COLUMBUS, Ohio - As the adoption of technology into agricultural and natural resource environments grows, so does the importance for farmers and industry leaders to remain abreast of issues, new developments and research advances that may impact the way they do business.
A new Ohio organization, driven by a range of individuals and industry representatives who recognize that need, has been developed to establish across-the-board relationships to share, inform and educate how agricultural technology can work to the user's favor. Known as the Ohio Agricultural Technologies Association, the organization brings together producers, consultants, agri-businesses, agri-retailers, dealers, state and federal agencies, educators and researchers to collaborate on a variety of technologies including precision agriculture, remote sensing, software, the Internet, e-businesses, GPS and GIS systems and biotechnology.
"The organization is a grassroots type of association that addresses the overall need of how technology can be applicable and economically profitable in agriculture and natural resources," said Nathan Watermeier, an Ohio State University Extension Technology Program Leader and the organization's advisory board member. "Technology is not changing agriculture. Agriculture itself is changing and the technologies are just a set of tools used to deal with those changes and enhance natural resource and agriculture decision-making. This is beneficial to all who use such technology in the industry."
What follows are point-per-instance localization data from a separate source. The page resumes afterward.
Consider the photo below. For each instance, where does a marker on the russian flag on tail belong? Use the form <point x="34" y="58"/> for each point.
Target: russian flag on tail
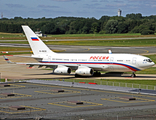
<point x="34" y="39"/>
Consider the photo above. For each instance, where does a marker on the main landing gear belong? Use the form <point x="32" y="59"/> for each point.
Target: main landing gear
<point x="97" y="74"/>
<point x="133" y="75"/>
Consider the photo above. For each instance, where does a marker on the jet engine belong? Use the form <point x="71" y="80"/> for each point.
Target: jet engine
<point x="62" y="70"/>
<point x="84" y="71"/>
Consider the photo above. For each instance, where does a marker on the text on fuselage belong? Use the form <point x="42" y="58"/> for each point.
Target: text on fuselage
<point x="99" y="57"/>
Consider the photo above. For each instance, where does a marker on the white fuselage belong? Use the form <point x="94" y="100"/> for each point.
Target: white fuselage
<point x="101" y="62"/>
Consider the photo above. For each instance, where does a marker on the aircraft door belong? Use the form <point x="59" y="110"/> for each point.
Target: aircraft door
<point x="134" y="60"/>
<point x="111" y="67"/>
<point x="111" y="59"/>
<point x="49" y="58"/>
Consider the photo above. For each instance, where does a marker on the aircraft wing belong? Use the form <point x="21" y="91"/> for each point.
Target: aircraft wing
<point x="54" y="65"/>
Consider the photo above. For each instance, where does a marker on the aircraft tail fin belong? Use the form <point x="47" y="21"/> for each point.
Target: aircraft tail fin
<point x="7" y="60"/>
<point x="37" y="45"/>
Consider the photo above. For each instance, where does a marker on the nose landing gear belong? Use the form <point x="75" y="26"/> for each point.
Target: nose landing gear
<point x="133" y="75"/>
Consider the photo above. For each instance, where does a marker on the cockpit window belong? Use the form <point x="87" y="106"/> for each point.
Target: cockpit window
<point x="148" y="60"/>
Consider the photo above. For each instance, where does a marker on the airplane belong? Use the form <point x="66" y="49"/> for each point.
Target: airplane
<point x="84" y="64"/>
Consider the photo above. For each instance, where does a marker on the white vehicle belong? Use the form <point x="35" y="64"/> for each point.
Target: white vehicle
<point x="84" y="64"/>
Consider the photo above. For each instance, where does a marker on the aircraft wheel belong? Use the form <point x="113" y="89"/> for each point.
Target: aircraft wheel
<point x="133" y="75"/>
<point x="97" y="74"/>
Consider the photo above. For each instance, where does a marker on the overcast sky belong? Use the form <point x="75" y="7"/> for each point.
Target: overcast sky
<point x="75" y="8"/>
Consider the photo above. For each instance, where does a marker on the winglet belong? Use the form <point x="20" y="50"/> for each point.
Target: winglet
<point x="109" y="51"/>
<point x="8" y="61"/>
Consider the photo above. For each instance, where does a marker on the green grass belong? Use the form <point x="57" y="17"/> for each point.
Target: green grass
<point x="13" y="49"/>
<point x="94" y="35"/>
<point x="119" y="43"/>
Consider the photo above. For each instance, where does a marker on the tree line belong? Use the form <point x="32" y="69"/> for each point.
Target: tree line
<point x="132" y="23"/>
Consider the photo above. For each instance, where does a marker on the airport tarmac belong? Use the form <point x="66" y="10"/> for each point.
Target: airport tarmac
<point x="92" y="49"/>
<point x="17" y="72"/>
<point x="32" y="100"/>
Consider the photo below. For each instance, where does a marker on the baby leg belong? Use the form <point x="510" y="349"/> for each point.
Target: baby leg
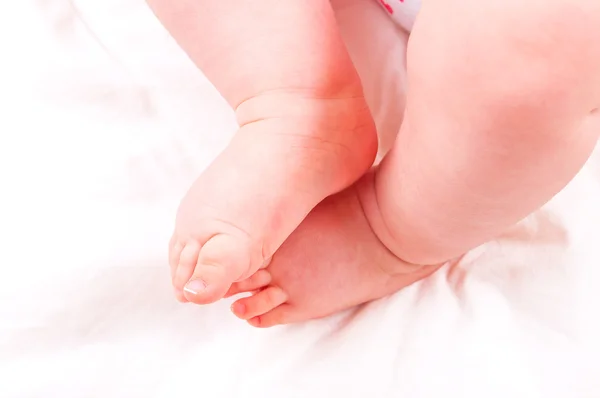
<point x="483" y="144"/>
<point x="305" y="132"/>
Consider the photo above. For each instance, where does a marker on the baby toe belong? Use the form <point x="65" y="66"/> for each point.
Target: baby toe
<point x="223" y="260"/>
<point x="260" y="303"/>
<point x="258" y="280"/>
<point x="175" y="248"/>
<point x="278" y="316"/>
<point x="186" y="264"/>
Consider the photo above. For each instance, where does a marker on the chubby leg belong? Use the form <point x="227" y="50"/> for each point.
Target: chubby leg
<point x="305" y="132"/>
<point x="496" y="124"/>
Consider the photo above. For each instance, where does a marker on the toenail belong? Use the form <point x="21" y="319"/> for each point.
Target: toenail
<point x="238" y="308"/>
<point x="195" y="286"/>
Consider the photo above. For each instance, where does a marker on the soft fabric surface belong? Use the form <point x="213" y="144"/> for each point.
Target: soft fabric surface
<point x="105" y="123"/>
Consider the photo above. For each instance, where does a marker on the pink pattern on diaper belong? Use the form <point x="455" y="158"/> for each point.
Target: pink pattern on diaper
<point x="387" y="6"/>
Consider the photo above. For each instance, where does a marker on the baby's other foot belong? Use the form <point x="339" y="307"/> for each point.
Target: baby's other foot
<point x="332" y="262"/>
<point x="283" y="161"/>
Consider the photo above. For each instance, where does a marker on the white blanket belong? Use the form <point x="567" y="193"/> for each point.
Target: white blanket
<point x="105" y="122"/>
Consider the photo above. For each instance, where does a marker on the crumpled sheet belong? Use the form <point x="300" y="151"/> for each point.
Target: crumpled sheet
<point x="105" y="123"/>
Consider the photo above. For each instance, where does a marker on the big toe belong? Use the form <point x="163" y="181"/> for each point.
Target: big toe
<point x="221" y="262"/>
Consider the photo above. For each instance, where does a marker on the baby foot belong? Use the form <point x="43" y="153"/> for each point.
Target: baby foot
<point x="289" y="154"/>
<point x="332" y="262"/>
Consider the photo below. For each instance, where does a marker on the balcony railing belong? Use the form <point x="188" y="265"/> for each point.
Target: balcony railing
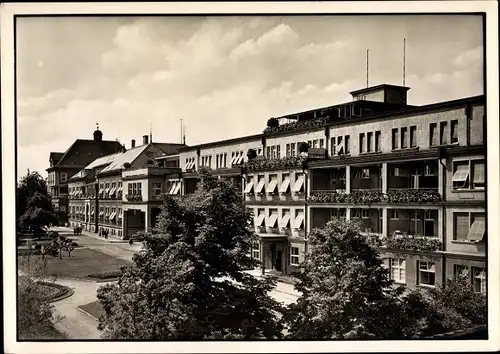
<point x="264" y="163"/>
<point x="134" y="197"/>
<point x="400" y="196"/>
<point x="405" y="242"/>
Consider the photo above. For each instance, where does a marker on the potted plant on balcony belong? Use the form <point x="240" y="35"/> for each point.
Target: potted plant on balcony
<point x="303" y="147"/>
<point x="251" y="154"/>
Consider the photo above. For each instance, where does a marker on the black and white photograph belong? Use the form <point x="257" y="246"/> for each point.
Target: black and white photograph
<point x="234" y="179"/>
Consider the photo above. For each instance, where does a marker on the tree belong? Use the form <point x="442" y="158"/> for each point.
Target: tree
<point x="189" y="283"/>
<point x="34" y="205"/>
<point x="35" y="313"/>
<point x="346" y="291"/>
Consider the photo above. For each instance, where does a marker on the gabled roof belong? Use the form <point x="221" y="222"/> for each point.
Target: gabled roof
<point x="82" y="152"/>
<point x="55" y="157"/>
<point x="102" y="161"/>
<point x="168" y="148"/>
<point x="129" y="156"/>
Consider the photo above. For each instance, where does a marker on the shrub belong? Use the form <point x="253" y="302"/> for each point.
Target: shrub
<point x="273" y="123"/>
<point x="251" y="154"/>
<point x="112" y="274"/>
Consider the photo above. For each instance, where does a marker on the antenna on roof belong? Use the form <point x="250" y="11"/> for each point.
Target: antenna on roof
<point x="367" y="51"/>
<point x="150" y="132"/>
<point x="404" y="61"/>
<point x="182" y="134"/>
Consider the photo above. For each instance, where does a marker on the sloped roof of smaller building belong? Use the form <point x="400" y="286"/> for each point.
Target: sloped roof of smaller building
<point x="129" y="156"/>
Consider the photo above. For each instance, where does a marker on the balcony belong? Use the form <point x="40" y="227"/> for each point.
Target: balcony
<point x="271" y="164"/>
<point x="406" y="242"/>
<point x="292" y="126"/>
<point x="134" y="197"/>
<point x="367" y="197"/>
<point x="415" y="175"/>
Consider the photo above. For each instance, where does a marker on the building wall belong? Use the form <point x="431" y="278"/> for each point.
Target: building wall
<point x="477" y="125"/>
<point x="280" y="175"/>
<point x="282" y="140"/>
<point x="411" y="272"/>
<point x="421" y="121"/>
<point x="461" y="246"/>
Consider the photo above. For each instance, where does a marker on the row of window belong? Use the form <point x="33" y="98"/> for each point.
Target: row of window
<point x="284" y="221"/>
<point x="340" y="145"/>
<point x="426" y="273"/>
<point x="394" y="214"/>
<point x="135" y="188"/>
<point x="448" y="133"/>
<point x="221" y="160"/>
<point x="294" y="258"/>
<point x="110" y="189"/>
<point x="469" y="227"/>
<point x="400" y="138"/>
<point x="273" y="152"/>
<point x="368" y="144"/>
<point x="274" y="186"/>
<point x="109" y="213"/>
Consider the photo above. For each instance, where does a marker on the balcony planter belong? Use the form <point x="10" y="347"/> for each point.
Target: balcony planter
<point x="302" y="147"/>
<point x="412" y="243"/>
<point x="134" y="197"/>
<point x="251" y="154"/>
<point x="289" y="127"/>
<point x="273" y="123"/>
<point x="269" y="164"/>
<point x="414" y="196"/>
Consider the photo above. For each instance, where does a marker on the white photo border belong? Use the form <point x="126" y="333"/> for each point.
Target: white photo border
<point x="10" y="10"/>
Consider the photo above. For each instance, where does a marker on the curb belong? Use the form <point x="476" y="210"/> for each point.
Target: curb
<point x="85" y="312"/>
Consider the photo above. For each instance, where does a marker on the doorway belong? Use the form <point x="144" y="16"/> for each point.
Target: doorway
<point x="429" y="228"/>
<point x="278" y="261"/>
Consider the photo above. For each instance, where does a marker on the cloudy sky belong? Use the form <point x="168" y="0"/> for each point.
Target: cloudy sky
<point x="224" y="76"/>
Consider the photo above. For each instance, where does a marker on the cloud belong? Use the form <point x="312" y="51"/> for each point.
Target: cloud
<point x="224" y="76"/>
<point x="470" y="58"/>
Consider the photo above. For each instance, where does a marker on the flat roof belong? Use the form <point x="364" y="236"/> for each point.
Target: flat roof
<point x="377" y="87"/>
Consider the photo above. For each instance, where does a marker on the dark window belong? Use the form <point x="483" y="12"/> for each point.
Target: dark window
<point x="369" y="138"/>
<point x="433" y="134"/>
<point x="394" y="139"/>
<point x="347" y="146"/>
<point x="404" y="136"/>
<point x="378" y="142"/>
<point x="443" y="133"/>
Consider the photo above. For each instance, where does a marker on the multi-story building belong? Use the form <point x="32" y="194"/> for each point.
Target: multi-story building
<point x="414" y="172"/>
<point x="63" y="165"/>
<point x="118" y="193"/>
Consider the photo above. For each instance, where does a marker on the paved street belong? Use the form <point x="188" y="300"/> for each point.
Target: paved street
<point x="79" y="325"/>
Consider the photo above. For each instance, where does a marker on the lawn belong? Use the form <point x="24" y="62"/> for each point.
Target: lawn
<point x="82" y="262"/>
<point x="94" y="308"/>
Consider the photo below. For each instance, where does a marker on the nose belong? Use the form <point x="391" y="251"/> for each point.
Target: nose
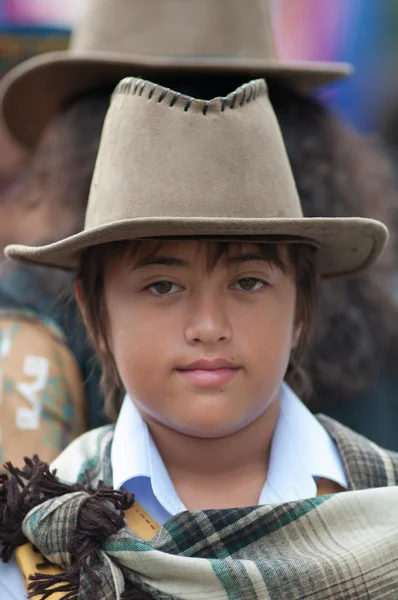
<point x="208" y="321"/>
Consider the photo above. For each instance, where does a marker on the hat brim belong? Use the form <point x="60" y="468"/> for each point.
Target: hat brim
<point x="32" y="93"/>
<point x="345" y="246"/>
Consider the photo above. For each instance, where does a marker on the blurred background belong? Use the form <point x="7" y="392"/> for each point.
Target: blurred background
<point x="362" y="32"/>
Ohio State Extension will hold information and discussion sessions throughout Ohio in Feb. and March to introduce the Ohio Agricultural Technologies Association to individuals and offer them the opportunity to participate in the organization.
The first session will be held during the Conservation Tillage and Technology Conference in Ada, Ohio, on Feb. 26 from 8:30 a.m. to 8:45 a.m.
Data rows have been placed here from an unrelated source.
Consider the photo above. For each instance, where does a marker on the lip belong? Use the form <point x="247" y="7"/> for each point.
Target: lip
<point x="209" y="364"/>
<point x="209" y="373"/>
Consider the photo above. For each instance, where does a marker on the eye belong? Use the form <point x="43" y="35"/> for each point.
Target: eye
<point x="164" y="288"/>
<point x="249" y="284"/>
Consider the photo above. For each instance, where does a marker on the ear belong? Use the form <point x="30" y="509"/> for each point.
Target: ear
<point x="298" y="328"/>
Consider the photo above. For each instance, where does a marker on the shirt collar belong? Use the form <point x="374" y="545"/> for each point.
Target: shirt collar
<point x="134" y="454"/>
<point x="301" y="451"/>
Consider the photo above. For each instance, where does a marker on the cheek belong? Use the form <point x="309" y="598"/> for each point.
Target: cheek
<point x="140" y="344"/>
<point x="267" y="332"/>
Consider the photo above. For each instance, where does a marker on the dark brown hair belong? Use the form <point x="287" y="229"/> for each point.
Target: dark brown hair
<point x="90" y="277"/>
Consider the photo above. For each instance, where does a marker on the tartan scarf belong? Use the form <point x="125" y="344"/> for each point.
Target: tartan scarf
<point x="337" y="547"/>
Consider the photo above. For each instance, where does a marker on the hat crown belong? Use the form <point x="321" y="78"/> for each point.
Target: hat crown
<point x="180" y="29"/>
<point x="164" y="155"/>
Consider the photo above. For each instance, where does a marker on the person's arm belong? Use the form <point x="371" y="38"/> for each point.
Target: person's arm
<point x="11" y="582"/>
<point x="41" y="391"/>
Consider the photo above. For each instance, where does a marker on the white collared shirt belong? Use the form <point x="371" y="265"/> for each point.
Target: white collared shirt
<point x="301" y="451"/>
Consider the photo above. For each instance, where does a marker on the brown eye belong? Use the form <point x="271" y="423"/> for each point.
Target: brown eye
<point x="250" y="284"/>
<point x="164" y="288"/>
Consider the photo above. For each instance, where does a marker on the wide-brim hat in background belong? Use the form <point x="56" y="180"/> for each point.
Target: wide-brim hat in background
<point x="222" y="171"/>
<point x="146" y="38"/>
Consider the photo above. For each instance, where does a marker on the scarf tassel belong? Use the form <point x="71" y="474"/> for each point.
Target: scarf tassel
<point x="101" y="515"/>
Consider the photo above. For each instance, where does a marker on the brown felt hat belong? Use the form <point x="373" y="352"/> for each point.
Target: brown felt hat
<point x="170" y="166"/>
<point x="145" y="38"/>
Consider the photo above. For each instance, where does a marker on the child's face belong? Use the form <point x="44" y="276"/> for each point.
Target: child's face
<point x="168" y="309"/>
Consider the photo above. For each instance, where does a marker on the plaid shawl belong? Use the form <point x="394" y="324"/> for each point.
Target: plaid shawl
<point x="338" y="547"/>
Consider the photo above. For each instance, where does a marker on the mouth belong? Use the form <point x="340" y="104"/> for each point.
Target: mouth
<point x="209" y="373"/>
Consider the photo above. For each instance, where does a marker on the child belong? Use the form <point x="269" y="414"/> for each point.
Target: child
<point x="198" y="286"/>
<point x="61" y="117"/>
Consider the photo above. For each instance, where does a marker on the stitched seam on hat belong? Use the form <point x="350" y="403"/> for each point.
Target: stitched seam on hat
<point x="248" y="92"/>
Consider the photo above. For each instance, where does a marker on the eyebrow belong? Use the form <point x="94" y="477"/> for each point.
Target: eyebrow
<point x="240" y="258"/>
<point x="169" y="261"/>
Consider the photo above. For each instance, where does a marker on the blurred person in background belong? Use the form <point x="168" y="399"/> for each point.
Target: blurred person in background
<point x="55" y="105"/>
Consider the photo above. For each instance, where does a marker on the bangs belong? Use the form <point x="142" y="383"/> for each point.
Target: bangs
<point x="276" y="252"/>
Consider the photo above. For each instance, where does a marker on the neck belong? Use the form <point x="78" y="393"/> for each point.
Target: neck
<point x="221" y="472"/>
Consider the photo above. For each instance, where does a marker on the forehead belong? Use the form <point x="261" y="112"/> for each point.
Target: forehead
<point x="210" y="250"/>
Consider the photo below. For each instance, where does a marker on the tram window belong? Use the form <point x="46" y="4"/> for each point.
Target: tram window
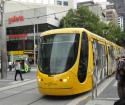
<point x="83" y="61"/>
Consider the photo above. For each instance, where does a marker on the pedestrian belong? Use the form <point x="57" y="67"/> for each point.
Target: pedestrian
<point x="18" y="70"/>
<point x="120" y="77"/>
<point x="10" y="66"/>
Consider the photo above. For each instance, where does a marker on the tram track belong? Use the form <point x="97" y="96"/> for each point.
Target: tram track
<point x="17" y="93"/>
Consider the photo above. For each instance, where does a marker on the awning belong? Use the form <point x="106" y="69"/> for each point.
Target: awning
<point x="18" y="36"/>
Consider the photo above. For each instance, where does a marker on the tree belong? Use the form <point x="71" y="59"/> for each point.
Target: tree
<point x="83" y="17"/>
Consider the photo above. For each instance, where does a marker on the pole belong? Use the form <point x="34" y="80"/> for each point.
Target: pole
<point x="3" y="44"/>
<point x="34" y="40"/>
The other sessions will be held from 9 a.m. until noon on March 8 at Molly Caren Agricultural Center in London, Ohio and on March 22 at the Ohio State Extension district office in Findlay, Ohio. Registration is free.
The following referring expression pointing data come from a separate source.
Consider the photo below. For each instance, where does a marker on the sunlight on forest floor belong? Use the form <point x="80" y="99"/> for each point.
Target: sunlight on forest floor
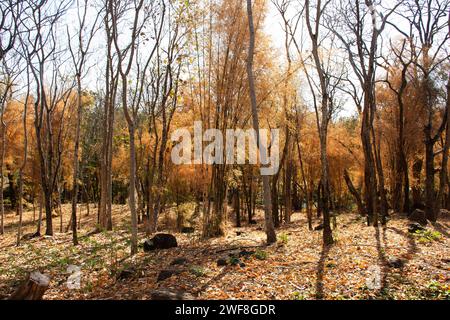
<point x="295" y="268"/>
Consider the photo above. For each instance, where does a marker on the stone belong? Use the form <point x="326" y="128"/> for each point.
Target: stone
<point x="168" y="273"/>
<point x="126" y="274"/>
<point x="319" y="227"/>
<point x="179" y="262"/>
<point x="160" y="242"/>
<point x="222" y="262"/>
<point x="415" y="227"/>
<point x="246" y="254"/>
<point x="188" y="230"/>
<point x="419" y="216"/>
<point x="395" y="263"/>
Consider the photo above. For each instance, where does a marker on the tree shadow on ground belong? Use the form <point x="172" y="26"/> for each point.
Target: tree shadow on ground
<point x="320" y="272"/>
<point x="384" y="263"/>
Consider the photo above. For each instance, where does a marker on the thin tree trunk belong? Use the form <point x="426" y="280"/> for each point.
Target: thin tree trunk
<point x="270" y="230"/>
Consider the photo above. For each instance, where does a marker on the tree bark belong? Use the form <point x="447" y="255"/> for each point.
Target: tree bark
<point x="270" y="230"/>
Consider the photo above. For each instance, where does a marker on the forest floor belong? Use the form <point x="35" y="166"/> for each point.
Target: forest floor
<point x="401" y="265"/>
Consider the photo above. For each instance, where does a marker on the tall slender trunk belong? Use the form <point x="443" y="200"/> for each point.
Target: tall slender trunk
<point x="132" y="199"/>
<point x="76" y="164"/>
<point x="270" y="230"/>
<point x="2" y="178"/>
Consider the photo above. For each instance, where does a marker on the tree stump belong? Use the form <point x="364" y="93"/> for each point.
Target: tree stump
<point x="33" y="288"/>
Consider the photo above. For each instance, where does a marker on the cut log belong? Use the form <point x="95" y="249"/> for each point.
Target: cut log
<point x="166" y="295"/>
<point x="33" y="288"/>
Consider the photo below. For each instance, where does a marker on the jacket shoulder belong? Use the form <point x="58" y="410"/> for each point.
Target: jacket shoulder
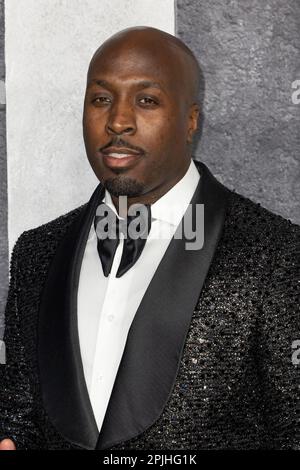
<point x="48" y="233"/>
<point x="257" y="219"/>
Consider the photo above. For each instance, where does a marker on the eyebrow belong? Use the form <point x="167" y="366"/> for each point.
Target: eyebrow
<point x="142" y="84"/>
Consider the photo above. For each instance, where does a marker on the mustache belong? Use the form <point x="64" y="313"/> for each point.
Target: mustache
<point x="119" y="142"/>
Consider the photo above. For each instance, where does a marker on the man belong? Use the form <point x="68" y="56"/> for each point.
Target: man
<point x="151" y="345"/>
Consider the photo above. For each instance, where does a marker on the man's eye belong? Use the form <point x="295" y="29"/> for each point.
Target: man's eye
<point x="148" y="100"/>
<point x="101" y="100"/>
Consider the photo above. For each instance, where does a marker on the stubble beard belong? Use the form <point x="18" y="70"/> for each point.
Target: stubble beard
<point x="124" y="186"/>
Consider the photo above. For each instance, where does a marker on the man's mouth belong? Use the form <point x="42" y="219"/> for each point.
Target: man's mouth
<point x="118" y="155"/>
<point x="120" y="158"/>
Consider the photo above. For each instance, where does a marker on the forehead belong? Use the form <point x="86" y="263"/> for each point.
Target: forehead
<point x="130" y="63"/>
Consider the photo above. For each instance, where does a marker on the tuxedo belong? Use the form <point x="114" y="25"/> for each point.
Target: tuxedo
<point x="208" y="358"/>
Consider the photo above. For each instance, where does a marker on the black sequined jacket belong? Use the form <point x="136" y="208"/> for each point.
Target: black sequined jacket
<point x="209" y="360"/>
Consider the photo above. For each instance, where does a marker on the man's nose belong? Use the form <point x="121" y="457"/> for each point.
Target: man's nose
<point x="121" y="119"/>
The sessions will include a presentation addressing the need for a technology association, followed by open discussions on the organization's future plans and current technology issues, specifically in the area of precision agriculture.
"No other association in Ohio deals with new advancements in technology," said Watermeier, adding that other states like Nebraska, Kansas and Kentucky already have similar associations in place. "If we can work collaboratively in sharing ideas, identifying new research, and utilize existing technology, we can strengthen Ohio's future in agriculture and natural resources."